BRISTOL - The public filled the parking lot of St. Stanislaus Church Saturday afternoon to celebrate the 30th annual Dozynki festival and enjoy Polish traditions and cuisine.
Many found their way to the festival after a Mass held at the church where the parish choir performed to join the “traditional celebration of harvest,” said Fred Sellberg, church member and general chairman of the event.
In a parking lot full of vendors, food and community organizations, Sellberg said the event is a huge attraction every year, and continues to grow. As many waited in a line that stretched across the church’s parking lot for traditional Polish food and desserts, he said the line was “the largest seen yet.”
President of the Polish Society Irene Grabowy explained the society started in 1902, because there were only Polish societies in New Britain in Forestville, and not in Bristol.
“In 1919, the society held its first Mass at the parish, and in 1989, we started the Dozynki Festival, or Harvest Festival,” Grabowy said, as she took a break from cooking traditional Polish cuisine such as golumpki, pierogies, kielbasa and chruscki.
The festival maintains Polish traditions and joins in the celebration with many farmers in Poland who are showing their appreciation for all the crops grown this year, said Grabowy, who has helped organize the event for roughly the last 25 years.
“They are doing the same thing in Poland, and everyone is enjoying and giving thanks for their crops, and we are continuing that tradition here,” Grabowy said. She added that the menu stays the same each year to maintain traditions.
“We prepare a lot of food before the event, except the pancakes, those we always make fresh. People from all over come for the food; we have a reputation for the food,” she said.
As kids enjoyed the games and activities set up for them in the Kids Zone, Debbie Sousa of the St. Stanislaus Church Youth Ministry explained this is the fourth year in a row the youth ministry has set up a booth with the activities like corn hole, Jenga and much more.
“We fundraise and promote our mission trips, with anywhere from 10 to 15 kids, who travel to do service work, and this year’s trip is in July,” Sousa said. “The festival is very cultural, and for the Polish heritage.

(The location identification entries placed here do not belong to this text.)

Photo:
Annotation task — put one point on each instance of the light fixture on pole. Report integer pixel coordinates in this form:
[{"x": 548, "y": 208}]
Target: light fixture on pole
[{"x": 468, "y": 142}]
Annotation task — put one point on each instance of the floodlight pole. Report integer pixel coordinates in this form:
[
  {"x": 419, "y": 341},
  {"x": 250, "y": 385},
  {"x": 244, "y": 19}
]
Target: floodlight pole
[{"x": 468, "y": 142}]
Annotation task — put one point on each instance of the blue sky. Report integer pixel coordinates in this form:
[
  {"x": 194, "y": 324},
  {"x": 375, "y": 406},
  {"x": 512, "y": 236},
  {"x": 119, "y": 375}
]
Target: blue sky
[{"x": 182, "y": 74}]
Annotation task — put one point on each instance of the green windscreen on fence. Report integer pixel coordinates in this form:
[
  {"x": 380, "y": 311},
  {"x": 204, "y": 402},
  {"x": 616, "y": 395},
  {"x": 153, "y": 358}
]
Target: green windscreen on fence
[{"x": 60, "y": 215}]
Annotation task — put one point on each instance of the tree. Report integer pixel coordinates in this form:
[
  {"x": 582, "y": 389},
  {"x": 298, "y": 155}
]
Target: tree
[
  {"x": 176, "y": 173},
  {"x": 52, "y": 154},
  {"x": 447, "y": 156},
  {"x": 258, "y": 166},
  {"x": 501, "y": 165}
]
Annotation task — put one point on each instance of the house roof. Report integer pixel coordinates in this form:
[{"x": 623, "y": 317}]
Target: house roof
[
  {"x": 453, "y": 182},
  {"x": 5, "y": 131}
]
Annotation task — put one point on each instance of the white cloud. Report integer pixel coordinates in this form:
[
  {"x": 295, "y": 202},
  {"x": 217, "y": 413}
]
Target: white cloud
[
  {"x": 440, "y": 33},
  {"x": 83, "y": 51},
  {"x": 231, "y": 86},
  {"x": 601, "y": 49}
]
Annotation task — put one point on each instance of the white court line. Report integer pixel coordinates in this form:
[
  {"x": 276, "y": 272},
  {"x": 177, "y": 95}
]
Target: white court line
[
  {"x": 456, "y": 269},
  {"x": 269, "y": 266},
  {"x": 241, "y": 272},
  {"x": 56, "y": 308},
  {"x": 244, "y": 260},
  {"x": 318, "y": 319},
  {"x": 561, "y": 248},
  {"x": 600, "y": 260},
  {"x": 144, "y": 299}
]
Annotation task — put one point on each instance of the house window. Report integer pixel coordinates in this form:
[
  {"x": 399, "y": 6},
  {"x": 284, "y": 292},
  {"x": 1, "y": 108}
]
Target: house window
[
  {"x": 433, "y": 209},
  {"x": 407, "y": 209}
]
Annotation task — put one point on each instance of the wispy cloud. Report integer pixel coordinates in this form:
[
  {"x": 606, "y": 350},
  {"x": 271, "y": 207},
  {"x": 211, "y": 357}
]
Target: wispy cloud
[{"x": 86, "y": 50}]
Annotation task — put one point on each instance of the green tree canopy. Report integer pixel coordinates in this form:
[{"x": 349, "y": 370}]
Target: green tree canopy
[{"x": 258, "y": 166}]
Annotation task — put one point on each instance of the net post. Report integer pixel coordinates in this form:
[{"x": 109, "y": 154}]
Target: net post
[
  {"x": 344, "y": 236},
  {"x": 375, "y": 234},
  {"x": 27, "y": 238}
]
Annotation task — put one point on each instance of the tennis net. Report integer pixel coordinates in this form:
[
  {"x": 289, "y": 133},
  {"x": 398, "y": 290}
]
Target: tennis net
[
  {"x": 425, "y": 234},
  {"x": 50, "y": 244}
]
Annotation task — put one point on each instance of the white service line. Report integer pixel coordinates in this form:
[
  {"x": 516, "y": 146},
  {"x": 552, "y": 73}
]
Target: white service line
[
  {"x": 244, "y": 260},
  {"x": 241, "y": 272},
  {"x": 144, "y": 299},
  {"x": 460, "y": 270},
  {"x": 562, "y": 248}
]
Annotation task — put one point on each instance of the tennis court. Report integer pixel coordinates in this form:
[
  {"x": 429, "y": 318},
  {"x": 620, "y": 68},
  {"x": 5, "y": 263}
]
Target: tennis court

It brings people together of all ages and groups to be thankful, together.”
With Polka music in the background and busloads of people being transported from Centre Square, Elizabeth Changnon, who has attended the event for over 20 years, said the event serves as an important way to maintain the Polish heritage, give thanks for this year’s crops and raise proceeds for the church.
“It’s a festival giving thanks for the crops and all the proceeds go to the church,” she said. “It’s a very important event for the church.”